You should submit the following files:
UW_ID.txt
lab3synthesis.txt
smoke.txt
fizz.txt
bang.txt
UW_ID.txt
should contain your UW netid (not CSE netid if it is different). Please generate it using the command echo your_UWNetID > UW_ID.txt
and replace your_UWNetID with your netid.lab3synthesis.txt
should contain your answers to the synthesis questions. The other three files correspond to the different exploits and should only contain the hex-formatted exploit string.
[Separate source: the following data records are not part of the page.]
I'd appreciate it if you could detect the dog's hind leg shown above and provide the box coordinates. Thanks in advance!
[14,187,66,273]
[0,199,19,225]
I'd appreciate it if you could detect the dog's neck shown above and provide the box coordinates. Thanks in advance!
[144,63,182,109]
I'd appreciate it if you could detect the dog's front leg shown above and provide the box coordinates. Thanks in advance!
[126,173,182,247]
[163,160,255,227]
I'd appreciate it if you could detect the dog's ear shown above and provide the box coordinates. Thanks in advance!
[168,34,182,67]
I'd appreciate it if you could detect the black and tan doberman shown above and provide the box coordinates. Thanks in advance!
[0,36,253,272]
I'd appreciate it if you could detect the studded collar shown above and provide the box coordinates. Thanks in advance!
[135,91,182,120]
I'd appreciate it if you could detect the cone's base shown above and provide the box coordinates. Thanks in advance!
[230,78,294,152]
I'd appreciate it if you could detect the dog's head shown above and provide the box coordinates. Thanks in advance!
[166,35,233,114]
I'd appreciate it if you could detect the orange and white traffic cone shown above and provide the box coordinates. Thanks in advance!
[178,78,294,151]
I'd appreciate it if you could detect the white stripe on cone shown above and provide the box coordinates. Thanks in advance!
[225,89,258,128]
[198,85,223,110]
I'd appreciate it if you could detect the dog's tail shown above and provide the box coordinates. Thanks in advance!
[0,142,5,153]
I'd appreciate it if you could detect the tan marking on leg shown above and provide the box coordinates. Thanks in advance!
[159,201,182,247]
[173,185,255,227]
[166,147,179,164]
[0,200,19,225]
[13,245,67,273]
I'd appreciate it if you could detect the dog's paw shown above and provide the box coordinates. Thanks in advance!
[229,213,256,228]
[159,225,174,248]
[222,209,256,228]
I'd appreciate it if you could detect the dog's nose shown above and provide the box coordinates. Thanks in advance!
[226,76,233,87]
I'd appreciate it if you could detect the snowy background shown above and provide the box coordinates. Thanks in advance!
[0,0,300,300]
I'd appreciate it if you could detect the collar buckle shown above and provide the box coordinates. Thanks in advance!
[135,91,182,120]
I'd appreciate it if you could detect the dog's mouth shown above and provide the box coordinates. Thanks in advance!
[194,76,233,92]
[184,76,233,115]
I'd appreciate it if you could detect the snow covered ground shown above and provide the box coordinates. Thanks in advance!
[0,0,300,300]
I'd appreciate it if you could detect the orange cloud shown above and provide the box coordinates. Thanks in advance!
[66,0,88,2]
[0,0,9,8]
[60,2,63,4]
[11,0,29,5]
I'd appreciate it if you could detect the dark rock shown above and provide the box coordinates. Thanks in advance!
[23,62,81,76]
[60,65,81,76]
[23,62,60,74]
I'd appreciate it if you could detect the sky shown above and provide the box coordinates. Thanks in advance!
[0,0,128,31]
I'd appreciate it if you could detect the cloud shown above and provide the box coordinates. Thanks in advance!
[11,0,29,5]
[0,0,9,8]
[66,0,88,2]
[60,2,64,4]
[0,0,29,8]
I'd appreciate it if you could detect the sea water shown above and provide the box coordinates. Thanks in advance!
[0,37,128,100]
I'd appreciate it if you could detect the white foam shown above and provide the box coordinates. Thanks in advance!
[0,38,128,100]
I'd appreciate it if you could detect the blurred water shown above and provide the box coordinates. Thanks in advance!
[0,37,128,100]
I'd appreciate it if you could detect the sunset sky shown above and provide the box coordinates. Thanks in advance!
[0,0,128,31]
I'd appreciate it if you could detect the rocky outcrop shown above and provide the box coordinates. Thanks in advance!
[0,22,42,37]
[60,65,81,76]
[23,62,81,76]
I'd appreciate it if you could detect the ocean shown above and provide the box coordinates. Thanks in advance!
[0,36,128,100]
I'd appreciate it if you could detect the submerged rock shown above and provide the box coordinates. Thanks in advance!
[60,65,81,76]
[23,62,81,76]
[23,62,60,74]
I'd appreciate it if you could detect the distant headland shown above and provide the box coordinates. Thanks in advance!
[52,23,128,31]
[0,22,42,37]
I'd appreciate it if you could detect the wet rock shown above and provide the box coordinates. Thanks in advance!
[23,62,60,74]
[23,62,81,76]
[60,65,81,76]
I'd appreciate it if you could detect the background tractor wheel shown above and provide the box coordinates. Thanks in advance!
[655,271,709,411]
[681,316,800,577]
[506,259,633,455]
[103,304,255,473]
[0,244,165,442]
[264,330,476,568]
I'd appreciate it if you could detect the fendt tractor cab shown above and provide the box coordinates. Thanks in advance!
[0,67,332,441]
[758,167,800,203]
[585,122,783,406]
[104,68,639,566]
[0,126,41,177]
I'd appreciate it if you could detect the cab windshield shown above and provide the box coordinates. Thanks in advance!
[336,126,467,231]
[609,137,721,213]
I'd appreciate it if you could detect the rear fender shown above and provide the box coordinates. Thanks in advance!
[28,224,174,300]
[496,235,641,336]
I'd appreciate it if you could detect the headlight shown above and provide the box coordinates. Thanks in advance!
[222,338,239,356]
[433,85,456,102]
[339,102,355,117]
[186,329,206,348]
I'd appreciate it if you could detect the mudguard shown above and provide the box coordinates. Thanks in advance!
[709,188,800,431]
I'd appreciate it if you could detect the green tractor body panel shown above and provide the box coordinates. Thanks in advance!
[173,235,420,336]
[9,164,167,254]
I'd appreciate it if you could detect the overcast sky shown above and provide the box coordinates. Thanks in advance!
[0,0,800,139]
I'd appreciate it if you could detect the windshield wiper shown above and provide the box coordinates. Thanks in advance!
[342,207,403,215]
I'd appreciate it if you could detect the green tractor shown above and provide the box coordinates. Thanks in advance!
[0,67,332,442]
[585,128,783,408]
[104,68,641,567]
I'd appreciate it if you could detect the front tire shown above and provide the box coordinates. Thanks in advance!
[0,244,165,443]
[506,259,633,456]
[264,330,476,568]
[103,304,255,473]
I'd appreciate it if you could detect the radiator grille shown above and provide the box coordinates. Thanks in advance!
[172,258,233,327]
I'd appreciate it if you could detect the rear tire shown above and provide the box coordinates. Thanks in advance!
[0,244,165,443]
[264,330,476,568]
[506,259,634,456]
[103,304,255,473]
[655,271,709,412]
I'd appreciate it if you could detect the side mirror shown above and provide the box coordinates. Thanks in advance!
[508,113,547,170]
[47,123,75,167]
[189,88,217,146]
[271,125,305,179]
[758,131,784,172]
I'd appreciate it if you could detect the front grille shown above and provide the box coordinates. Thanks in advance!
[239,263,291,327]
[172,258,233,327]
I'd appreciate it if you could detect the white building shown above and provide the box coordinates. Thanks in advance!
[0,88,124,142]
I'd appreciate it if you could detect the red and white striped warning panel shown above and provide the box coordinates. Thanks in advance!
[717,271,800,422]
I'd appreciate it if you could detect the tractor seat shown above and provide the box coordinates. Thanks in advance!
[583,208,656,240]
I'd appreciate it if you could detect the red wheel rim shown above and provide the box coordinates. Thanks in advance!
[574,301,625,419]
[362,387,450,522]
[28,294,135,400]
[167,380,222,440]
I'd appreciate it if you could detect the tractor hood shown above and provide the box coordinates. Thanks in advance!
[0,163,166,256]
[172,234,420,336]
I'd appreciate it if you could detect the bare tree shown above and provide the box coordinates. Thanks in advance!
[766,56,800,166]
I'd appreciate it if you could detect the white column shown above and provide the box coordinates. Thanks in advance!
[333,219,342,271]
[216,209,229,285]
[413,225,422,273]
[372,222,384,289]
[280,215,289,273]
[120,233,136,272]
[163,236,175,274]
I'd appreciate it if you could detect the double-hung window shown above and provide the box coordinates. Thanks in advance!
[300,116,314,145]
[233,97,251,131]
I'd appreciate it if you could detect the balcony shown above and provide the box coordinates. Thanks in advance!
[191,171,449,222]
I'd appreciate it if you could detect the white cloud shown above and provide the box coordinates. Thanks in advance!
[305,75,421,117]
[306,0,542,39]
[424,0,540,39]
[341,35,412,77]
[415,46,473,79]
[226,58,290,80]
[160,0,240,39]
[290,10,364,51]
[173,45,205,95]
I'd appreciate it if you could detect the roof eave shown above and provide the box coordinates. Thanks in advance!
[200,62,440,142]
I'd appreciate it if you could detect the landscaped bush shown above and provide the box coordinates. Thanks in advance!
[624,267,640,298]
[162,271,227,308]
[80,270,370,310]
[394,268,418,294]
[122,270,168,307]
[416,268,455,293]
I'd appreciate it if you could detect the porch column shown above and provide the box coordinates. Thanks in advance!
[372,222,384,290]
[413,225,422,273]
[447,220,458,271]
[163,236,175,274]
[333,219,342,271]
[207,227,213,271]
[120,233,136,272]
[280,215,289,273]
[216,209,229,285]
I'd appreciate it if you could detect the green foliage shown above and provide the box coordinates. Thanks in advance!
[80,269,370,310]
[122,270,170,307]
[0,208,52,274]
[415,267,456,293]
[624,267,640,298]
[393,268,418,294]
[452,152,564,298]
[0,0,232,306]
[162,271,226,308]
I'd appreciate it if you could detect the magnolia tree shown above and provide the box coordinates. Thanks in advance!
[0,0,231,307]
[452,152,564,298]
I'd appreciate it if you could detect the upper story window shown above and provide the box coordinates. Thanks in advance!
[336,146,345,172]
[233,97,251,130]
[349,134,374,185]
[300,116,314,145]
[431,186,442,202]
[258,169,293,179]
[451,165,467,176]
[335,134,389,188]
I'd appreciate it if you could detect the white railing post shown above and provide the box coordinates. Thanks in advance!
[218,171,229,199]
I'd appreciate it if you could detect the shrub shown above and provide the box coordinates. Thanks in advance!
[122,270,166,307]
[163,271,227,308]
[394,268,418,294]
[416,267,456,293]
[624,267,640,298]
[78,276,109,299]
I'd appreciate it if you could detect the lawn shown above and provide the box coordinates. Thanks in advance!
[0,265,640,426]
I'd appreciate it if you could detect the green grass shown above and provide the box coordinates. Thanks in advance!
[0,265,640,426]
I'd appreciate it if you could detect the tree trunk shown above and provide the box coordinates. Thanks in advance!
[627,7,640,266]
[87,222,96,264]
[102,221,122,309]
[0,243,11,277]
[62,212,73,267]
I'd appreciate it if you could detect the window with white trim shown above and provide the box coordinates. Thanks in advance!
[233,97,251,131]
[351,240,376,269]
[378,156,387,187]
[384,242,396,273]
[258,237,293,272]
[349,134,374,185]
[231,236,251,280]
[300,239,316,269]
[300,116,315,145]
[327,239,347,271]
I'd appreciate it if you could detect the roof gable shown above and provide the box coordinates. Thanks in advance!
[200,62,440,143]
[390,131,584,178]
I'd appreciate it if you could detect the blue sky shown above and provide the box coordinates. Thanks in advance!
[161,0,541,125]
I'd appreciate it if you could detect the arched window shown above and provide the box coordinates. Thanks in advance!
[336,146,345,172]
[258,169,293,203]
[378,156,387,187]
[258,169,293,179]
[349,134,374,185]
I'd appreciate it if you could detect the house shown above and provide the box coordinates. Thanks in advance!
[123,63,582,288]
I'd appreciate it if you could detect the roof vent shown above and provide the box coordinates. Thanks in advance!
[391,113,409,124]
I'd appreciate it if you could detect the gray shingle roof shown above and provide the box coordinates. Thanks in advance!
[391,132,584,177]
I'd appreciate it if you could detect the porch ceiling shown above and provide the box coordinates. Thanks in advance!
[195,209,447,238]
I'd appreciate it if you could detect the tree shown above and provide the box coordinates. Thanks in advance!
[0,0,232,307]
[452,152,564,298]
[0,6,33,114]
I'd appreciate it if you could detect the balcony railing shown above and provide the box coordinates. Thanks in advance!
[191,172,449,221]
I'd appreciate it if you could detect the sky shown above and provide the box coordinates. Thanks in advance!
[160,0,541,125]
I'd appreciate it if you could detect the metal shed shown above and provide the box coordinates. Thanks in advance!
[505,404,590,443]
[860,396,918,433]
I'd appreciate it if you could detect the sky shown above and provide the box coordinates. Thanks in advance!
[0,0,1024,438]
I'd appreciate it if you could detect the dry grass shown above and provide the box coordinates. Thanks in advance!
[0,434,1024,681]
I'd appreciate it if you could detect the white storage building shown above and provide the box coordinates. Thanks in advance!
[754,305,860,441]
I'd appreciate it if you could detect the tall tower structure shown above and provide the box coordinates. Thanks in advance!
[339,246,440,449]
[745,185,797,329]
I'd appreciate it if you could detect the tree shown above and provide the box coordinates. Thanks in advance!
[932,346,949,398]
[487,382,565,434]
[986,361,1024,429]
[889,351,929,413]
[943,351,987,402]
Note that they should have the data that is sent to sendstring
, not the data produced by sendstring
.
Before submitting your exploits, you can check them by placing them in the same directory as bufbomb
and running make test
. This will output a summary of your exploits (the Makefile looks for all the files ending with .txt
and sends the contents of each to bufbomb
, one by one) and whether they succeed.
Submit your FOUR completed files listed above to the "Lab 3" assignment on Gradescope.
If you completed the bonus question, submit your completed dynamite.txt
and your UW_ID.txt
files to the "Lab 3 Extra Credit" assignment on Gradescope.
After submitting, please wait until the autograder is done running and double-check that you passed the "File Check" and "Compilation and Execution Issues" tests. If either test returns a score of -1, be sure to read the output and fix any problems before resubmitting. Failure to do so will result in a programming score of 0 for the lab.
It is fine to submit multiple times up until the deadline, we will only grade your last submission. NOTE that if you do re-submit, you MUST RE-submit ALL files again.